In a way, he feels like Odysseus, tempted by the siren song of a weak opening in stocks. While his brain is screaming "sell! sell! sell!" like Randolph and Mortimer Duke, thus far Macro Man has lashed himself to the mast-head of responsible risk management, trading the noise until the opening price action resolves itself into signal.
To be sure, the newsflow has been broadly bearish thus far. CIT looks to be on the brink of imminent demise- well, they would be if we didn't live in a world where anyone larger than an eight-year-old's lemonade stand wasn't deemed "too big to fail."
Meanwhile, the big banks have confirmed that they won't accept Arnie bucks any more, leaving some in California scrambling. Hmmm....will Vegas do an over/under on when the Federales ride to the rescue and guarantee all of California's debts?
Anyhow, more viscerally, it looks like Lloyds will be writing down another mountain of turds this quarter. Man, that's sooooo 2008! That commerical property has led the losses is particularly telling, given that US bank earnings kick off tomorrow with the mighty GS. One of the reasons for ongoing bearishness and scepticism over US financials has been the elephant in the room that is looming commerical property losses.

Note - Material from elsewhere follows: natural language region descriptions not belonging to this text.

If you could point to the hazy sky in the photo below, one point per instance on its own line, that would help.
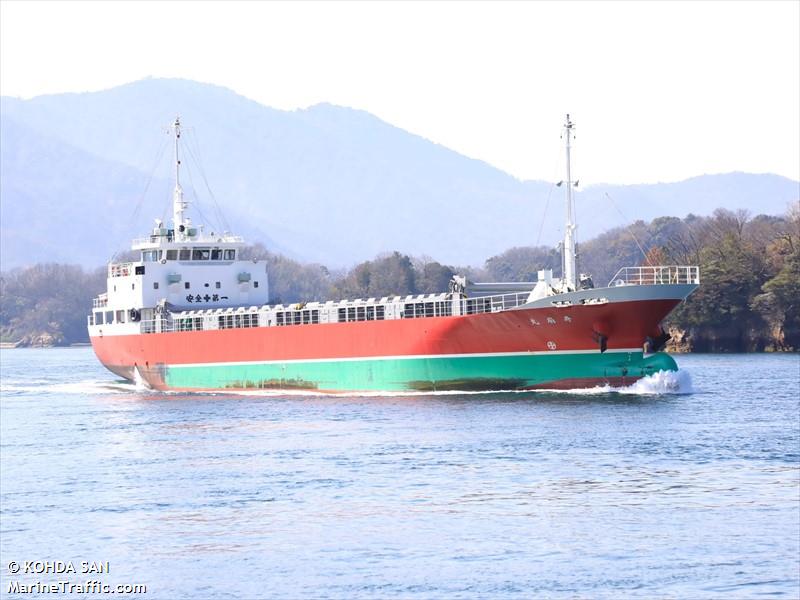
(659, 91)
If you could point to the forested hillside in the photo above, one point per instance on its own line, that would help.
(81, 174)
(747, 301)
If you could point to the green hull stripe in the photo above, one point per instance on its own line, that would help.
(483, 372)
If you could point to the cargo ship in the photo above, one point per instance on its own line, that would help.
(191, 314)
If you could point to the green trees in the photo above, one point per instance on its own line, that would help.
(48, 303)
(749, 297)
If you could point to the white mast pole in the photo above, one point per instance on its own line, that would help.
(178, 204)
(569, 230)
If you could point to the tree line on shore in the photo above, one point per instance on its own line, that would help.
(748, 300)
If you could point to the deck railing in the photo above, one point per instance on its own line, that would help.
(658, 275)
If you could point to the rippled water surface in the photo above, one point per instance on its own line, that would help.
(504, 495)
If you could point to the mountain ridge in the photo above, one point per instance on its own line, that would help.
(324, 183)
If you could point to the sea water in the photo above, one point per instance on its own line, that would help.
(684, 485)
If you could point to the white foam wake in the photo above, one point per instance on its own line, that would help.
(659, 383)
(662, 382)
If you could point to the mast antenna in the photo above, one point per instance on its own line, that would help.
(179, 204)
(569, 247)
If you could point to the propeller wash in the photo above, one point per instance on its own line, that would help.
(190, 314)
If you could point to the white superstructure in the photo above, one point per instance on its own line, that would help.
(179, 268)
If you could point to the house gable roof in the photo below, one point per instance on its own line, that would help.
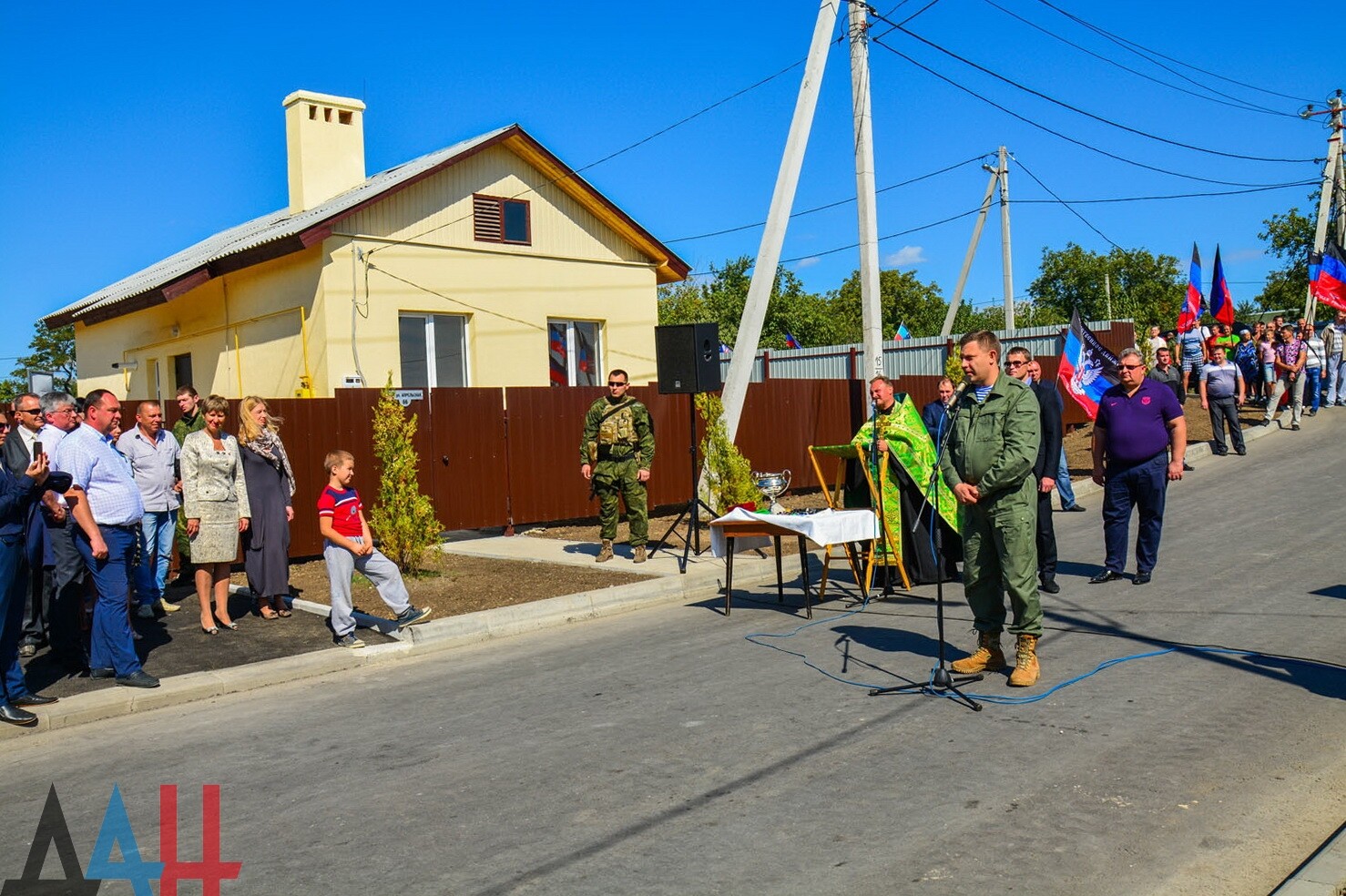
(281, 233)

Of course, that's more of an issue for later in the year and into 2010. Of more immediate concern for the "all is well" crowd may be the renewed decline in that old chestnut, the Baltic Dry Index. While Macro Man pooh-poohed the significane of the rise earlier in the year, subsequent evidence clearly confirms that it foreshadowed a rally in equities and commodities. So we should perhaps pay some attention to the fact that it's tailed off again recently, particularly in light of the "commodity stock-piling is over for now" stories coming out of Beijing.
In that vein, it's intersting to observe that some heretofore resilient EM equity markets are reaching interesting technical junctures. Ship-building titan Korea, for example, made its highs of the year last Thursday. But it fell sharply today; much lower, and the KOSPI show could face cancellation.
More broadly, Macro Man was struck by a Bloomberg story today suggesting that EM stocks are now at their most expensive levels since October 2007. EM overweights have been a popular position, both according to record-high flows and anecdotal surveys from the likes of ML and CS.
Interestingly, the MSCI emerging markets index, proxied by the EEM ETF, has traced out a virtually identical head and shoulders pattern to those seen in more developed, "un-de-coupled" markets.
The difference, of course, is that the EEM has yet to break its neckline. If it were to do so, prompting an outflow of profit-taking, Macro Man can't help but wonder if that could be the much-discussed missing catalyst to send global stocks sharply lower.
(Yes, Macro Man's talking his book here.....but if you'd been long EM stocks for 30% and then saw them start to head lower in a haurry, wouldn't you wanna ring the register?)